The UN will also switch off its iconic fountain, elevators and heating beginning Monday in a bid to cut costs.
Under-Secretary-General for Management Strategy, Policy and Compliance, Catherine Pollard, told reporters of “very dire” cash shortages because of $1.3 billion that member states owe in 2019 dues.
“For the second successive year, we’ve exhausted all the regular budget liquidity reserves despite several measures we already put in place to try and reduce expenditures and to align them with available cash reserves,” said Pollard.

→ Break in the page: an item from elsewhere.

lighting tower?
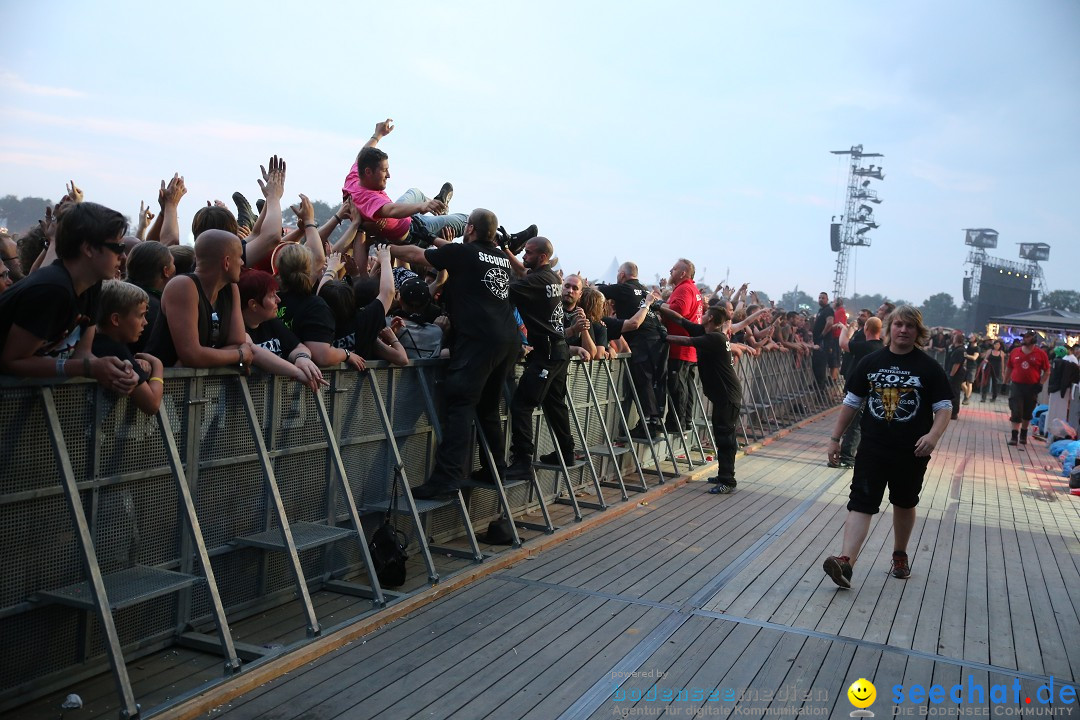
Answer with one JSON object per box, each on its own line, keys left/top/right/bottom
{"left": 829, "top": 145, "right": 884, "bottom": 300}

Tightening their belts ever-further, the suites that UN ambassadors use to wine and dine fellow diplomats, politicians and policy wonks will be closed for cocktail parties and other events scheduled after 6 p.m. (1000GMT), said Pollard.

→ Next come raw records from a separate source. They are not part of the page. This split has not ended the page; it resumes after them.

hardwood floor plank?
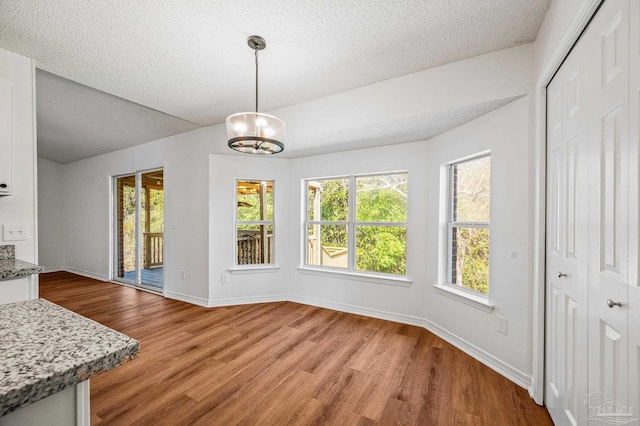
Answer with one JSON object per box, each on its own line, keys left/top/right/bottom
{"left": 38, "top": 272, "right": 553, "bottom": 425}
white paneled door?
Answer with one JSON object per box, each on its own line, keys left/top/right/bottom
{"left": 546, "top": 0, "right": 638, "bottom": 425}
{"left": 587, "top": 0, "right": 631, "bottom": 422}
{"left": 629, "top": 0, "right": 640, "bottom": 419}
{"left": 545, "top": 22, "right": 590, "bottom": 425}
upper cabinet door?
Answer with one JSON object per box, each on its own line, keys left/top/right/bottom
{"left": 0, "top": 77, "right": 14, "bottom": 195}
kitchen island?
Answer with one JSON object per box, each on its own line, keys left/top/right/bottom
{"left": 0, "top": 299, "right": 139, "bottom": 425}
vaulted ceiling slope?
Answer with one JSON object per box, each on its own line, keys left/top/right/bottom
{"left": 37, "top": 70, "right": 201, "bottom": 164}
{"left": 1, "top": 0, "right": 551, "bottom": 128}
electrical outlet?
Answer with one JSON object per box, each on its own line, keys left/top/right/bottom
{"left": 221, "top": 273, "right": 229, "bottom": 283}
{"left": 180, "top": 270, "right": 186, "bottom": 280}
{"left": 497, "top": 315, "right": 508, "bottom": 335}
{"left": 2, "top": 224, "right": 29, "bottom": 241}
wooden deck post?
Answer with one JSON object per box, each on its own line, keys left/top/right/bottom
{"left": 144, "top": 185, "right": 151, "bottom": 269}
{"left": 313, "top": 185, "right": 321, "bottom": 265}
{"left": 117, "top": 179, "right": 125, "bottom": 278}
{"left": 259, "top": 181, "right": 267, "bottom": 263}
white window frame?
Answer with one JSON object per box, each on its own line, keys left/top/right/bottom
{"left": 233, "top": 179, "right": 276, "bottom": 270}
{"left": 301, "top": 171, "right": 409, "bottom": 282}
{"left": 436, "top": 152, "right": 493, "bottom": 310}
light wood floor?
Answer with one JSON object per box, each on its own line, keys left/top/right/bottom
{"left": 39, "top": 272, "right": 552, "bottom": 425}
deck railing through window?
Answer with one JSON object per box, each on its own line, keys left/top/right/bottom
{"left": 143, "top": 232, "right": 163, "bottom": 269}
{"left": 237, "top": 230, "right": 273, "bottom": 264}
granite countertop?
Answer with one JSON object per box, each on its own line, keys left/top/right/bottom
{"left": 0, "top": 259, "right": 44, "bottom": 280}
{"left": 0, "top": 245, "right": 43, "bottom": 280}
{"left": 0, "top": 299, "right": 139, "bottom": 417}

“I know that many of you also go to some of the functions that are hosted by delegations in the delegates’ rooms. Those functions are going to be curtailed from next Monday,” Pollard said.
“We had several events that were in the pipeline, and we are currently reviewing all of those with the sponsors to see how we can accommodate them.”
UN staff will only be allowed “essential travel,” said Pollard. There will be cutbacks on interpreters, translators and the issuing of documents, while radiators and escalators will be switched off to save power.
Even the landmark fountain in the plaza in front of the UN secretariat building, a 100-foot (30-meter) illuminated circular pool that was donated by American schoolchildren in 1952 , will be switched off in the economy drive.
Although most of the UN’s 193 members have paid their 2019 dues in full, more than 60 countries still owe cash, including its top contributor, the United States. This has left the world body with a 30 percent hole in its budget.